Why not be accessible Instead - trying to buy Onetwo's new album

Martin Belam  by Martin Belam, 26 February 2007

Today Onetwo release their debut album "Instead". They are a duo featuring Paul Humphreys formerly of OMD, and Claudia Brücken formerly of icy cool German electronic pop legends Propaganda. I saw them live a couple of years ago, and hopefully a copy of the album is currently winging its way to me, along with a copy of the single released from the album, "Cloud 9", which features Depeche Mode's Martin Gore on it. I ordered the CDs from Onetwo's own website - but only just.

Onetwo shop

The design of the Onetwo site compliments the packaging of their releases so far, and comes equipped with the kind of copy you'd expect from someone with ZTT heritage like Claudia:

This, then, is unleashed information, for the eyes of most people, give or take those stuck in the universe of the blue board answering questions about sleeves, selves, sauces, bangs, shelves, elves, horns and mixes lost to most inside the decade known as the 1980s, which didn't spend enough time in Las Vegas pretending it was Elvis

The problem comes when you want to make a purchase. Anyone building e-commerce websites needs to have the motif test, test and test again at the heart of what they do, and that means checking that sites work across all browsers and for all people. The shop part of the site opens up in a pop-up window with a fixed width.

20070226_sonic1.gif

As you proceed through the transaction, you eventually leave the Onetwo site itself for a page delivered by someone else, which is where the issues really start. In Firefox when you move through to Sonic Seduction Limited's eCommerce bit, it opens in a new tab within the popup, which causes scrollbars to appear, hiding some of the information on the page. Since the pop-up cannot be re-sized, you don't get to see the whole page.
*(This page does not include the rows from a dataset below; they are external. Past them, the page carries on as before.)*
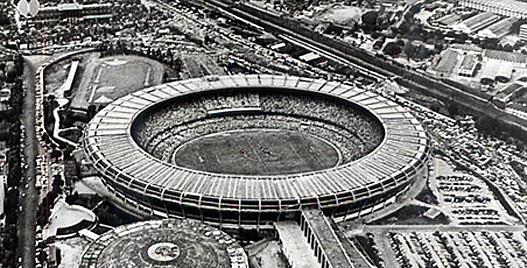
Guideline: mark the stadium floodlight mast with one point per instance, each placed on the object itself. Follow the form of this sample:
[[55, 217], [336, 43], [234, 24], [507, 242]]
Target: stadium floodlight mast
[[27, 8]]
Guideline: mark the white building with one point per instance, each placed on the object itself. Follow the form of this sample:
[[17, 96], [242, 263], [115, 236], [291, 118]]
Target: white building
[[523, 31], [509, 8]]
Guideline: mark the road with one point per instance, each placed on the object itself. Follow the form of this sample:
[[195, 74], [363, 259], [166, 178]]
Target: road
[[444, 228], [27, 218], [422, 84]]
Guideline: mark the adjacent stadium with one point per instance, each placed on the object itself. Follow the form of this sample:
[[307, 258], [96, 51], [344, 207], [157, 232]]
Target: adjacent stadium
[[165, 243], [249, 150]]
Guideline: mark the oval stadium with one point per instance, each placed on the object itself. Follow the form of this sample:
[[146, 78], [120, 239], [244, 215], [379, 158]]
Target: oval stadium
[[249, 150]]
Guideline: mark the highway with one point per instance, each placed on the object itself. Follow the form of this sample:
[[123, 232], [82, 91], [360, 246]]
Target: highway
[[444, 228], [444, 92], [28, 215]]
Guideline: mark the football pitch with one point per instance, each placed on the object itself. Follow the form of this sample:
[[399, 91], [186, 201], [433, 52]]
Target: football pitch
[[107, 79], [257, 152]]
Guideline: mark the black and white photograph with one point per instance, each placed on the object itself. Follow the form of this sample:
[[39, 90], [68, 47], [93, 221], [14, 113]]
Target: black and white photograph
[[263, 133]]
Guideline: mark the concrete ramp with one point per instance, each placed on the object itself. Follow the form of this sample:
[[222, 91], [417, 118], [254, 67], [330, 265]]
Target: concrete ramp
[[295, 246]]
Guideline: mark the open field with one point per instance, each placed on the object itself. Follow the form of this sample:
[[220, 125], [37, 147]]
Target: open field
[[257, 153], [109, 78]]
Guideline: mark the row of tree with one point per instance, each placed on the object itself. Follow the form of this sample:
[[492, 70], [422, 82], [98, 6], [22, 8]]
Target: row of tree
[[8, 236]]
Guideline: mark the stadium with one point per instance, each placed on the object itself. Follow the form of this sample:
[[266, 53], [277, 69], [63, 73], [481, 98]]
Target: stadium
[[165, 243], [249, 150]]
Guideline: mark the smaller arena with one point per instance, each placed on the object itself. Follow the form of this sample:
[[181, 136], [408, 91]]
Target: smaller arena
[[165, 243]]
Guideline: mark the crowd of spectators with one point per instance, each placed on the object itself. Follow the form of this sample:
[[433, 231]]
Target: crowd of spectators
[[352, 130]]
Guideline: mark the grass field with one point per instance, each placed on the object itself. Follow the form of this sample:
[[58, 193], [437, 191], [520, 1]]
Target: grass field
[[109, 78], [257, 152]]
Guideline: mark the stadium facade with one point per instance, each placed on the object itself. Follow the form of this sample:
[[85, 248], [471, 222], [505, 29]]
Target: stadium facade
[[168, 190]]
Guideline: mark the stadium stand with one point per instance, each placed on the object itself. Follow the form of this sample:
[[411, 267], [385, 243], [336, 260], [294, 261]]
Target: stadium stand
[[115, 144]]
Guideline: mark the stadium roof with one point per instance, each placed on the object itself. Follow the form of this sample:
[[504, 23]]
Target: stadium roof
[[111, 148]]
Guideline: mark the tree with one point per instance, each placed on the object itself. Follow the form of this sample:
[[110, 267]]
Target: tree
[[392, 49], [369, 20]]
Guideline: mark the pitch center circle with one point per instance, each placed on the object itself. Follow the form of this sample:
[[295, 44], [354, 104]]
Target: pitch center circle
[[257, 152], [163, 252]]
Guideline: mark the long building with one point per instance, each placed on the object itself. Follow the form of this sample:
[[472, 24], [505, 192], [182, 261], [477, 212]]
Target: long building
[[74, 12], [509, 8], [168, 190]]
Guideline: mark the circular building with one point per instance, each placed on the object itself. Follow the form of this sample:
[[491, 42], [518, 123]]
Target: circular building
[[164, 243], [253, 149]]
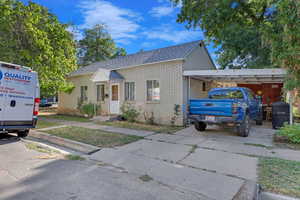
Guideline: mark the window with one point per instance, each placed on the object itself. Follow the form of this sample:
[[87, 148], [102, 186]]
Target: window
[[129, 91], [83, 93], [100, 92], [153, 91], [227, 94], [203, 86]]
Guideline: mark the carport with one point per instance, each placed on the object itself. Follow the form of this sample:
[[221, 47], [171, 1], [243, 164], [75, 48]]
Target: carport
[[267, 83]]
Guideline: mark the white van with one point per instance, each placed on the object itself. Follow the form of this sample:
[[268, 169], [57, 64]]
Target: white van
[[19, 99]]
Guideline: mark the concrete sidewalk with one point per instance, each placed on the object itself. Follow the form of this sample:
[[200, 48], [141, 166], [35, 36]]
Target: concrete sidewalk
[[214, 164], [92, 125]]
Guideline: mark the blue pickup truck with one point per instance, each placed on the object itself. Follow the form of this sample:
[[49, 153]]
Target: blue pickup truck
[[233, 106]]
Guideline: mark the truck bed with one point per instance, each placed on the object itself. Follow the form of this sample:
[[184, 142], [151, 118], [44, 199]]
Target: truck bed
[[214, 107]]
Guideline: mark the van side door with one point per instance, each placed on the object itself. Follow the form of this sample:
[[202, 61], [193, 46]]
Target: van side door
[[19, 101], [253, 104], [2, 93]]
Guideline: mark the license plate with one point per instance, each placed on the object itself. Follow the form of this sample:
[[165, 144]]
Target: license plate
[[210, 118]]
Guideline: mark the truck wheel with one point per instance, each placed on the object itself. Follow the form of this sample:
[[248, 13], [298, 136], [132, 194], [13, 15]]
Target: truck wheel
[[200, 126], [23, 133], [244, 128], [259, 121]]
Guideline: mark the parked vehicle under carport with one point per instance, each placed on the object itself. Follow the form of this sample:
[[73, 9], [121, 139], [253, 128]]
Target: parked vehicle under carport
[[235, 107]]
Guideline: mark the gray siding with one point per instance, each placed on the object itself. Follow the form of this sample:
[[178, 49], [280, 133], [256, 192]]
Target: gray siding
[[198, 59]]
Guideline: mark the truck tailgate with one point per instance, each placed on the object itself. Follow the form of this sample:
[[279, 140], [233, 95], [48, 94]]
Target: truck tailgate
[[215, 107]]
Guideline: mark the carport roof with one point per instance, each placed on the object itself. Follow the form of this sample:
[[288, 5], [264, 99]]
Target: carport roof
[[269, 75]]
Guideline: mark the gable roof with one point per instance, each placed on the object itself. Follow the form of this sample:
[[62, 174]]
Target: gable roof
[[177, 52]]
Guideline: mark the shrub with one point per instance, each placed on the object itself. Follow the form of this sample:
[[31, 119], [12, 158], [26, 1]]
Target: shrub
[[149, 118], [292, 132], [89, 109], [176, 114], [129, 112]]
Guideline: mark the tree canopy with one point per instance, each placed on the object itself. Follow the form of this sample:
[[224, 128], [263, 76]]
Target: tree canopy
[[31, 36], [97, 45], [250, 31]]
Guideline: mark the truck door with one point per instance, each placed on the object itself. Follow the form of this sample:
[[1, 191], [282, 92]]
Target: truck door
[[20, 87], [253, 105]]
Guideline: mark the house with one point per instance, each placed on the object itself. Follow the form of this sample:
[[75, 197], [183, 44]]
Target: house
[[152, 81]]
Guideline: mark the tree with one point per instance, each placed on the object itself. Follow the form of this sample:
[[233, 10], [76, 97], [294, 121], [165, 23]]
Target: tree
[[97, 45], [275, 22], [31, 36]]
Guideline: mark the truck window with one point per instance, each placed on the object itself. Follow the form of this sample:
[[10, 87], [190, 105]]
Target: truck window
[[226, 94]]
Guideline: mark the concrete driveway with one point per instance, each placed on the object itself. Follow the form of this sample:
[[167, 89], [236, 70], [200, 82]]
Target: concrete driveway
[[212, 165]]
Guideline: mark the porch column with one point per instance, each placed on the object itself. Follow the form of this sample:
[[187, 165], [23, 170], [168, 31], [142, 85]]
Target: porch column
[[290, 99]]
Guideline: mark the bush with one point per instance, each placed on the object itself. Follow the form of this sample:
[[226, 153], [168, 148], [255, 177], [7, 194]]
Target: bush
[[129, 112], [149, 118], [89, 109], [292, 132], [176, 114]]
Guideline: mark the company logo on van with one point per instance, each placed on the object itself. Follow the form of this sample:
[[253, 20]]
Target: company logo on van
[[16, 77]]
For me personally it wasn't a huge problem, as I could pretty much see what was going on. What I can't understand, though, is why you would produce a page which had just fine accessibiliy, with good information around the form entry fields, and text that could be re-sized - and then lock it into one particular size that the user is deprived of controlling? It means that anybody requiring the screen ti be displayed in large fonts wouldn't be able to see all the information on the page.

I hope, when I get it, that the album will be more accessible than the shopping experience.